What we do is to enumerate the roots; there are two square roots, three cubics roots, four fourth roots, etc.
From $-1=\cos\pi+i\sin\pi$, we can deduce via De Moivre's formula (or using $-1=e^{i\pi}$), that the four fourth roots of $-1$ are $$ \cos\frac{(2k+1)\pi}4+i\sin\frac{(2k+1)\pi}4,\ \ k=0,1,2,3. $$ Explicitly, you have $$ \cos\frac\pi4+i\sin\frac\pi4=\frac1{\sqrt2}+i\,\frac1{\sqrt2}, $$ $$ \cos\frac{3\pi}4+i\sin\frac{3\pi}4=-\frac1{\sqrt2}+i\,\frac1{\sqrt2}, $$ $$ \cos\frac{5\pi}4+i\sin\frac{5\pi}4=-\frac1{\sqrt2}-i\,\frac1{\sqrt2}, $$ $$ \cos\frac{7\pi}4+i\sin\frac{7\pi}4=\frac1{\sqrt2}-i\,\frac1{\sqrt2}. $$ Note that similarly there is no single cubic root of $-1$, but three of them: $$ \cos\frac{(2k+1)\pi}3+i\sin\frac{(2k+1)\pi}3,\ \ k=0,1,2. $$
Method 1 Hint: Consider $$z^4=i$$ where $$z=a+bi$$ with $a,b\in\mathbb{R}$.
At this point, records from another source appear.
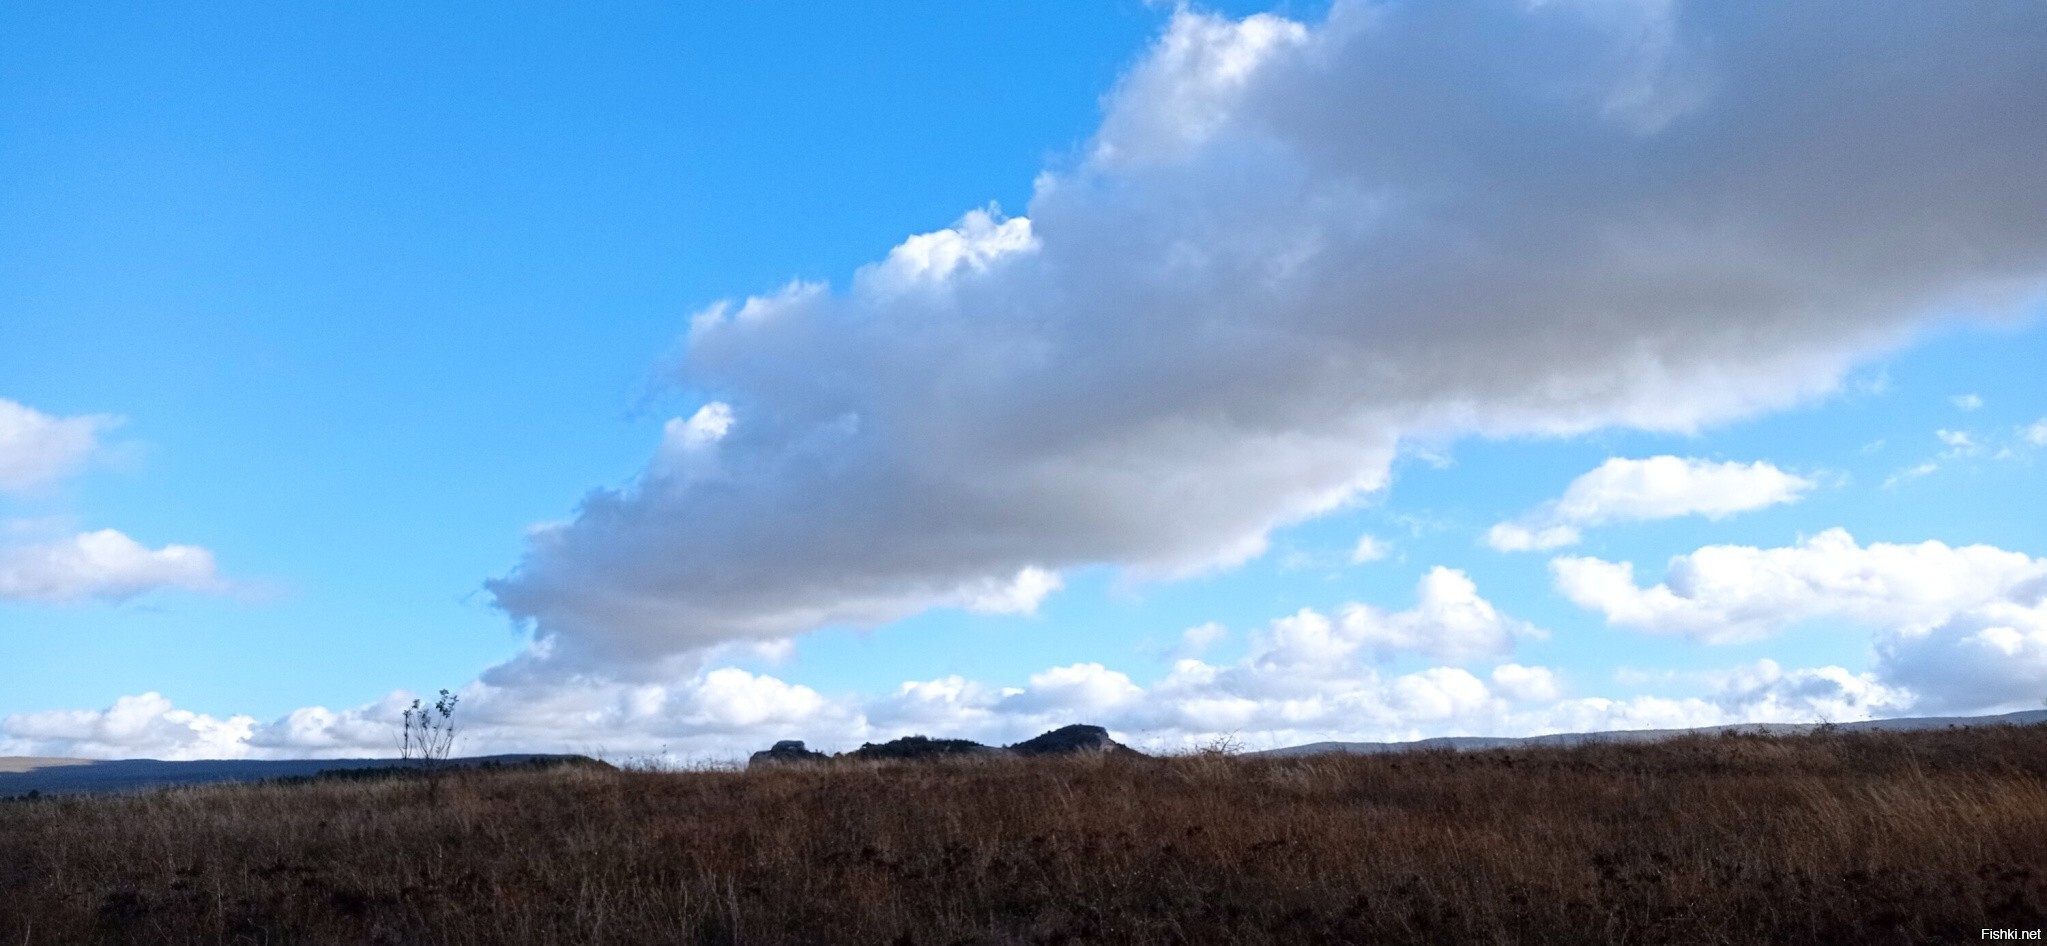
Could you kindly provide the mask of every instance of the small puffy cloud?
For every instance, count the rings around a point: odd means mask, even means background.
[[[218,591],[213,553],[152,549],[113,529],[0,547],[0,601],[126,601],[158,589]]]
[[[1577,545],[1582,537],[1576,526],[1546,525],[1530,528],[1515,522],[1494,523],[1486,530],[1486,544],[1502,552],[1541,552]]]
[[[1485,681],[1462,667],[1431,667],[1393,680],[1395,711],[1414,722],[1436,722],[1472,716],[1487,708],[1493,694]]]
[[[1576,544],[1582,527],[1678,516],[1718,519],[1797,502],[1812,487],[1811,480],[1761,461],[1614,457],[1520,521],[1493,526],[1486,544],[1503,552],[1559,548]]]
[[[1958,410],[1973,411],[1983,406],[1983,398],[1975,394],[1957,394],[1948,398],[1948,403]]]
[[[1045,596],[1065,585],[1058,575],[1042,568],[1025,568],[1006,582],[983,582],[966,589],[961,604],[982,614],[1035,614]]]
[[[1261,637],[1260,659],[1278,666],[1313,668],[1369,655],[1387,660],[1424,654],[1462,661],[1511,653],[1518,638],[1542,631],[1517,621],[1479,596],[1470,577],[1437,566],[1415,588],[1416,603],[1405,611],[1368,604],[1345,605],[1335,618],[1311,608],[1272,622]]]
[[[664,705],[671,703],[671,705]],[[805,686],[734,667],[712,670],[681,695],[650,698],[647,709],[673,714],[694,729],[744,731],[764,725],[793,725],[816,716],[825,699]]]
[[[1557,675],[1548,667],[1501,664],[1493,668],[1492,679],[1501,696],[1524,703],[1554,700],[1562,690]]]
[[[733,423],[732,405],[723,401],[705,404],[688,417],[670,418],[661,426],[661,447],[648,464],[650,484],[682,488],[694,481],[716,478],[721,470],[716,447],[732,432]],[[545,530],[564,525],[549,523],[529,534],[544,534]]]
[[[1028,568],[1228,567],[1403,442],[1824,394],[2047,288],[2047,127],[2011,120],[2043,36],[2027,4],[1180,9],[1025,213],[707,307],[675,381],[739,419],[717,475],[650,463],[490,590],[557,673],[638,674]]]
[[[1121,671],[1097,663],[1054,667],[1031,675],[1030,685],[1003,697],[999,708],[1029,716],[1090,719],[1138,699],[1143,688]]]
[[[0,492],[45,486],[82,466],[99,436],[120,423],[106,415],[52,417],[0,398]]]
[[[2047,417],[2020,428],[2019,436],[2035,447],[2047,447]]]
[[[1197,624],[1180,632],[1180,646],[1173,653],[1182,658],[1199,657],[1207,653],[1218,641],[1229,636],[1229,633],[1229,628],[1214,621]]]
[[[1021,689],[991,687],[954,674],[909,680],[894,693],[871,699],[862,715],[880,731],[906,733],[987,732],[1000,718],[996,706]]]
[[[887,259],[863,270],[860,279],[880,293],[929,291],[947,285],[955,274],[986,272],[1004,257],[1037,248],[1029,218],[1005,219],[990,207],[969,211],[950,228],[904,240]]]
[[[732,429],[732,405],[712,401],[689,419],[677,417],[661,429],[662,446],[672,450],[695,450],[717,443]]]
[[[2006,600],[2047,575],[2047,560],[1987,545],[1863,546],[1828,529],[1783,548],[1707,546],[1671,559],[1664,580],[1648,587],[1628,562],[1565,557],[1550,568],[1558,591],[1609,624],[1725,643],[1827,617],[1930,626]]]
[[[1578,477],[1557,500],[1569,522],[1626,519],[1708,519],[1796,501],[1812,481],[1761,461],[1714,463],[1673,456],[1614,458]]]
[[[1392,552],[1393,547],[1386,544],[1384,539],[1367,533],[1358,536],[1358,544],[1351,547],[1350,562],[1353,565],[1376,562],[1392,554]]]
[[[1969,453],[1976,449],[1976,440],[1965,430],[1936,430],[1933,436],[1941,445],[1954,453]]]
[[[0,717],[0,755],[239,759],[251,754],[255,726],[248,716],[194,713],[176,708],[162,694],[144,693],[121,697],[104,710]]]

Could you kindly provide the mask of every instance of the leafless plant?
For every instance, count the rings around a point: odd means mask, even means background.
[[[441,691],[441,698],[432,706],[413,700],[399,732],[398,757],[428,767],[448,761],[448,752],[455,746],[455,704],[461,700],[447,690]]]

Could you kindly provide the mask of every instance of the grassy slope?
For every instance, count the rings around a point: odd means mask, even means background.
[[[2047,727],[0,804],[0,943],[1974,940]]]

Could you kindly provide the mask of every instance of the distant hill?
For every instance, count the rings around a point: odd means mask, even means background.
[[[592,761],[577,755],[474,756],[450,759],[448,765],[524,765],[532,762]],[[210,759],[163,762],[156,759],[49,759],[0,756],[0,798],[41,792],[129,792],[209,782],[260,782],[265,779],[319,775],[403,766],[398,759]]]
[[[933,739],[929,736],[904,736],[882,743],[866,743],[851,752],[827,756],[806,748],[801,740],[785,739],[775,743],[773,748],[753,754],[747,760],[747,767],[776,766],[823,762],[828,759],[860,759],[865,761],[937,759],[973,755],[1077,755],[1086,753],[1113,753],[1117,755],[1142,755],[1114,739],[1109,731],[1100,726],[1062,726],[1041,736],[1026,739],[1013,746],[988,746],[970,739]]]
[[[1903,719],[1869,719],[1853,723],[1833,724],[1836,729],[1851,732],[1904,731],[1914,729],[1946,729],[1951,726],[2030,726],[2047,723],[2047,710],[2023,710],[2005,713],[2001,716],[1917,716]],[[1608,732],[1555,733],[1548,736],[1525,736],[1502,738],[1493,736],[1440,736],[1435,739],[1417,739],[1413,742],[1311,742],[1304,746],[1288,746],[1284,749],[1267,749],[1246,755],[1289,756],[1316,755],[1324,752],[1412,752],[1427,749],[1511,749],[1525,746],[1578,746],[1600,742],[1656,742],[1678,736],[1695,734],[1712,735],[1730,731],[1770,733],[1773,735],[1794,735],[1810,732],[1823,723],[1733,723],[1726,726],[1704,726],[1697,729],[1617,729]]]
Expand and compare coefficients. (Tedious)
Method 2:
Consider $$i=i \cdot1^k= \exp\left({\frac\pi2i}\right)\cdot\left(\exp(2\pi i )\right)^k=\exp\left({\frac\pi2i+2k\pi i}\right)$$ for $k\in\mathbb{Z}$
Let $$z=\exp({\theta i})$$ such that $$z^4=i$$ Then use the relation $$\exp(\theta i)=\cos\theta+i\sin\theta$$
So \begin{align} \exp(4\theta i)&= \exp\left({\frac\pi2i+2k\pi i}\right)\\ 4\theta i&= \frac\pi2i+2k\pi i\\ \theta&=\frac\pi8+\frac\pi2k\\ \end{align}
Hence, the fourth roots of $i$ are $$z=\cos\theta+i\sin\theta$$with $$\theta= -\frac{7\pi} 8,-\frac{3\pi}8,\frac\pi8,\frac{5\pi}8$$ for $\theta\in(-\pi,\pi]$
We will use Euler's Identity, $$e^{i\pi} + 1 = 0,\tag1$$ or in particular, $$\begin{align} e^{i\theta} &= \cos\theta + i\sin\theta \\ &= \text{cis}\,\theta.\end{align}\tag2$$
From $(1)$, we get that $e^{i\pi} = -1$, thus $$\begin{align} \left(e^{(i\pi)/2}\right)^{1/2} &= e^{(i\pi)/4} \\ &= \sqrt [4] {-1}.\end{align}$$ Now, using $(2)$, by substituing $\theta = \dfrac{\pi}{4}$, we obtain the following result: $$\begin{align} \sqrt [4] {-1} &= \cos \left(\frac{\pi}{4}\right) + i\sin\left(\frac{\pi}{4}\right) \\ \\ &= \frac{1}{\sqrt{2}} + i\left(\frac{1}{\sqrt{2}}\right) \\ \\ &= \boxed{ \ \frac{1}{\sqrt{2}}\left(1+i\right). \ }\end{align}$$ See what pattern you can find now with the sequence, $\sqrt{-1}, \sqrt [4] {-1}, \sqrt [6] {-1},\ldots$